Message par Lady of the Tardis le Mar 24 Fév - 17:13

Découvrez le nouvel album one-shot d'Enki Bilal, Animal'z, à paraître en mars prochain.




La nouvelle création d’Enki Bilal séduit et surprend : un western futuriste épuré et tendu, sur fond de catastrophe climatique et de science dévoyée. Mené sur une centaine de pages d’un seul tenant, Animal’z est une spectaculaire réussite.
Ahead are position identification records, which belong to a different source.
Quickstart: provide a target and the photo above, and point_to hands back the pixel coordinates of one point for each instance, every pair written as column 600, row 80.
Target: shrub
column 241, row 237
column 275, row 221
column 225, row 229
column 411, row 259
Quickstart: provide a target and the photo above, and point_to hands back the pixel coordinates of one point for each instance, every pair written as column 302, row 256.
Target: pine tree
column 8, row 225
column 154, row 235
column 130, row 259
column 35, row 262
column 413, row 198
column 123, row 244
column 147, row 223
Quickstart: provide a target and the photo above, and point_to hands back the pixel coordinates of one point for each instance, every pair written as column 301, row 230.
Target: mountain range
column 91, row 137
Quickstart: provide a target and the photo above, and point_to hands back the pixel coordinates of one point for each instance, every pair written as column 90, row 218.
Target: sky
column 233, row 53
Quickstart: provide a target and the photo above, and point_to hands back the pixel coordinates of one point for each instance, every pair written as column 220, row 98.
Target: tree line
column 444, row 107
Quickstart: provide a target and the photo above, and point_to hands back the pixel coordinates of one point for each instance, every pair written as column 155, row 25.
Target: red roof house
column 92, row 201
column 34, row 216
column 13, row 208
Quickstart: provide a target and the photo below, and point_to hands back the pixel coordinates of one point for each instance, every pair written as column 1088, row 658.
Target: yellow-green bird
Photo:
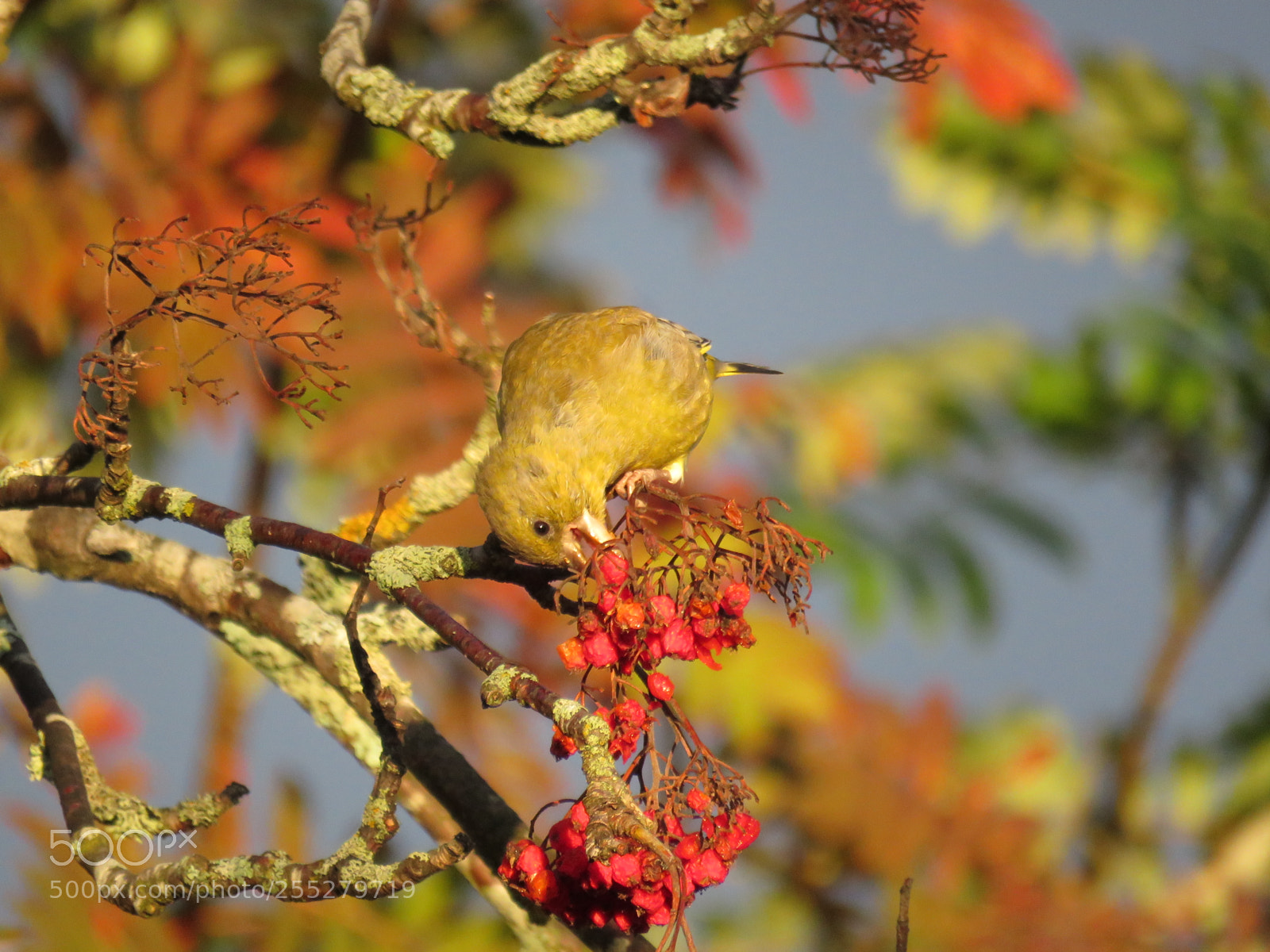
column 591, row 404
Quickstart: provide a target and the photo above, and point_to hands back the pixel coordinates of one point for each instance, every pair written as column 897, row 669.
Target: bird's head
column 543, row 505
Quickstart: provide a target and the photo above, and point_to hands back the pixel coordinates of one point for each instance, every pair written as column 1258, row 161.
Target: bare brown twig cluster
column 876, row 38
column 210, row 291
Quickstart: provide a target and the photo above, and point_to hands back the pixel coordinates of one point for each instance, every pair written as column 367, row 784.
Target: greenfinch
column 592, row 404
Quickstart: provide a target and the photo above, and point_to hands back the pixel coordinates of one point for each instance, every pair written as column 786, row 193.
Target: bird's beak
column 590, row 530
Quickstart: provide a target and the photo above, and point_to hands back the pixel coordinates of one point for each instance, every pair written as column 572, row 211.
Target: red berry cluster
column 633, row 889
column 625, row 628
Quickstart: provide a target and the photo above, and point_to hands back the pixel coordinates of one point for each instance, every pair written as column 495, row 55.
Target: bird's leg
column 632, row 482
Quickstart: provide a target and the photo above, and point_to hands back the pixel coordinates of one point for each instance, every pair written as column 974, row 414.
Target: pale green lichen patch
column 127, row 509
column 42, row 466
column 308, row 689
column 497, row 687
column 36, row 759
column 238, row 539
column 178, row 503
column 403, row 566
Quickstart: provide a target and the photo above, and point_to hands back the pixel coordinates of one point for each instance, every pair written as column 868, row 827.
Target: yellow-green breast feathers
column 586, row 399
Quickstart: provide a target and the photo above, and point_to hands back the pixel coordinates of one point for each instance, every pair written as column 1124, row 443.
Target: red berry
column 689, row 847
column 734, row 600
column 613, row 566
column 660, row 687
column 600, row 876
column 531, row 860
column 562, row 746
column 572, row 654
column 706, row 869
column 630, row 616
column 648, row 899
column 625, row 869
column 600, row 651
column 662, row 609
column 677, row 640
column 541, row 886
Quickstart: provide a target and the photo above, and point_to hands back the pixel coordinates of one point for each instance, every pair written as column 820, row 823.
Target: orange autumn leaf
column 1001, row 51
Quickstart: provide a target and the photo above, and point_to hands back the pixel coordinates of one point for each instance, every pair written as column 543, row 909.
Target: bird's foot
column 635, row 480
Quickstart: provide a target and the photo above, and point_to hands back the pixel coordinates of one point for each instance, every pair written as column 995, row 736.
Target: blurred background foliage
column 1016, row 837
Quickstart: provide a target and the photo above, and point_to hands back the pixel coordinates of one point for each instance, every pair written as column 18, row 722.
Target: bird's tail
column 725, row 368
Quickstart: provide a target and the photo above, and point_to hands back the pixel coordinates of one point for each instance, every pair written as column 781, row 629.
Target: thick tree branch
column 545, row 103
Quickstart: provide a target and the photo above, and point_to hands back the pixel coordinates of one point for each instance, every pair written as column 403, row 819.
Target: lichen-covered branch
column 587, row 88
column 298, row 647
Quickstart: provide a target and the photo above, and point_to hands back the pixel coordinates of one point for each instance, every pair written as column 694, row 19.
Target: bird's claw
column 635, row 480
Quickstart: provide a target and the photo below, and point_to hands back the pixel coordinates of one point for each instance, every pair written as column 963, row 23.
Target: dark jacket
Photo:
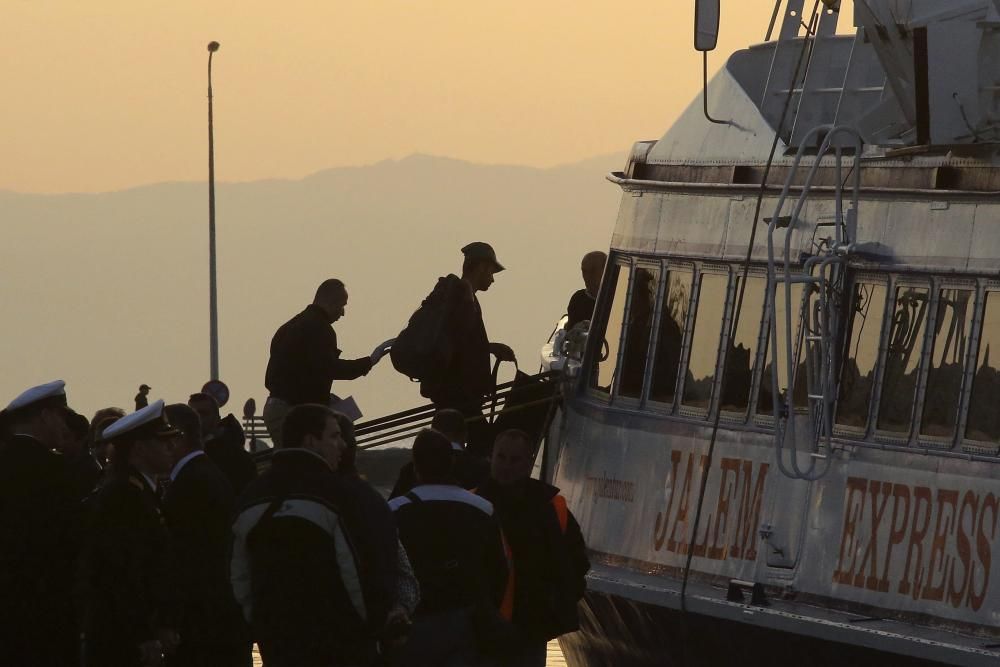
column 125, row 585
column 305, row 360
column 372, row 527
column 466, row 377
column 198, row 506
column 225, row 448
column 294, row 569
column 36, row 556
column 455, row 546
column 550, row 564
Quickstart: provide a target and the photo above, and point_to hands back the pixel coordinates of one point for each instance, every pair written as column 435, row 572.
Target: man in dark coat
column 581, row 304
column 550, row 559
column 198, row 506
column 458, row 555
column 223, row 441
column 305, row 359
column 125, row 589
column 36, row 510
column 467, row 378
column 294, row 569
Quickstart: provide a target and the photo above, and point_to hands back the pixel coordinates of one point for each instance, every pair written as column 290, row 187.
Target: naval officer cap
column 149, row 422
column 481, row 250
column 50, row 394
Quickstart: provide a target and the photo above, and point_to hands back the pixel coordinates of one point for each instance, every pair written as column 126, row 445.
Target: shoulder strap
column 562, row 512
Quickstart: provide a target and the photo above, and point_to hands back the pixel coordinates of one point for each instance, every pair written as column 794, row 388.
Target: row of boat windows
column 906, row 348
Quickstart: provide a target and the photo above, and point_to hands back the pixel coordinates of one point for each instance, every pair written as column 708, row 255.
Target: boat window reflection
column 765, row 401
column 944, row 376
column 642, row 304
column 673, row 317
column 984, row 418
column 700, row 376
column 906, row 335
column 741, row 356
column 607, row 353
column 858, row 375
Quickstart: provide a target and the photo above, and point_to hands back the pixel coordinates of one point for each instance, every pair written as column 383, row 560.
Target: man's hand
column 502, row 352
column 380, row 350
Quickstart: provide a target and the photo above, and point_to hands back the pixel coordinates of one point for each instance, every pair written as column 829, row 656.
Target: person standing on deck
column 142, row 398
column 550, row 559
column 467, row 379
column 223, row 439
column 581, row 304
column 305, row 359
column 198, row 506
column 36, row 512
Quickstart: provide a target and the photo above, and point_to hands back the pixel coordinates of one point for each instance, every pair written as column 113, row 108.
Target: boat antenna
column 810, row 35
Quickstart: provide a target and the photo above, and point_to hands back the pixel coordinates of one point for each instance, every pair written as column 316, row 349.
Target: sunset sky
column 108, row 94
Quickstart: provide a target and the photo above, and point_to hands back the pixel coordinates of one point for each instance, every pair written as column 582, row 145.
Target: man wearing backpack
column 547, row 548
column 463, row 377
column 294, row 568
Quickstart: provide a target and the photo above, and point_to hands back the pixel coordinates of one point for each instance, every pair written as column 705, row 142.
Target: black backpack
column 423, row 349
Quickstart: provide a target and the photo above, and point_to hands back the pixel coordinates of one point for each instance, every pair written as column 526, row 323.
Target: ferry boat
column 781, row 433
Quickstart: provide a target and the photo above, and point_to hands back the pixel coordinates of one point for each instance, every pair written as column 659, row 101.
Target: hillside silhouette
column 109, row 290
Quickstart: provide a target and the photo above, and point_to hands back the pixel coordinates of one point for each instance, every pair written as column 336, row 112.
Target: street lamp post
column 213, row 303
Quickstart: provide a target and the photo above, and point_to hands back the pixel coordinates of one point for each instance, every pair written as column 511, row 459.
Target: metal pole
column 213, row 300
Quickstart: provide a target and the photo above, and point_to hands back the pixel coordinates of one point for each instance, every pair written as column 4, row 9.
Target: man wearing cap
column 126, row 594
column 468, row 379
column 305, row 359
column 36, row 513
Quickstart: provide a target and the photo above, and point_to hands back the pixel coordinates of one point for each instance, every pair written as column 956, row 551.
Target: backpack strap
column 562, row 512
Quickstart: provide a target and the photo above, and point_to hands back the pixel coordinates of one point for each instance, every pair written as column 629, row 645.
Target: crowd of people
column 147, row 539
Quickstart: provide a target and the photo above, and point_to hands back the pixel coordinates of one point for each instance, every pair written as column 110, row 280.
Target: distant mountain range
column 110, row 290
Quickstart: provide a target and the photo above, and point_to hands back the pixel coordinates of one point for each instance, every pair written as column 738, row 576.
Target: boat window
column 765, row 402
column 645, row 283
column 607, row 353
column 902, row 363
column 741, row 357
column 984, row 417
column 858, row 375
column 673, row 317
column 944, row 377
column 705, row 336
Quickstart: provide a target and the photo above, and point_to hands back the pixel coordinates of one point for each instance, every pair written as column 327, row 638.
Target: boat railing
column 816, row 324
column 404, row 425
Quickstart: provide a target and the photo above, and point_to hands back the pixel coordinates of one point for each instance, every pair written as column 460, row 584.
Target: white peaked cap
column 54, row 389
column 150, row 420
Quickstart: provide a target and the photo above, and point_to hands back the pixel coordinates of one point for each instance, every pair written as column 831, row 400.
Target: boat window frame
column 737, row 273
column 986, row 286
column 763, row 419
column 668, row 265
column 944, row 442
column 923, row 281
column 701, row 270
column 594, row 346
column 848, row 432
column 639, row 402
Castermag: D’où vient cette nouvelle histoire, quel est son point d’origine?
ENKI BILAL : De l’époque où j’étais en train de terminer la tétralogie du Monstre. C’était une histoire assez sombre, pesante, presque mortifère parfois –même si j’avais opté pour une fin plus ouverte et plus baroque qui allégeait un peu le propos–, et je ressentais, alors, le besoin d’une rupture. Dans mon esprit, cela devait se traduire par une histoire plus légère, que je réaliserais d’une traite. Ma référence, c’était le western: un mode narratif linéaire, assez simple en apparence, avec des personnages intenses, typés. J’ai transposé cette envie de western dans un futur proche, autour d’une thématique environnementale forte. Sur le moment, je n’ai pas pris conscience que beaucoup d’ingrédients de cette nouvelle histoire s’inscrivaient en fait dans le prolongement du dernier volume du Monstre. Je n’ai compris qu’ensuite, progressivement, que la thématique d’Animal’z, qui pose la question essentielle de la survie, ne serait pas uniquement passagère.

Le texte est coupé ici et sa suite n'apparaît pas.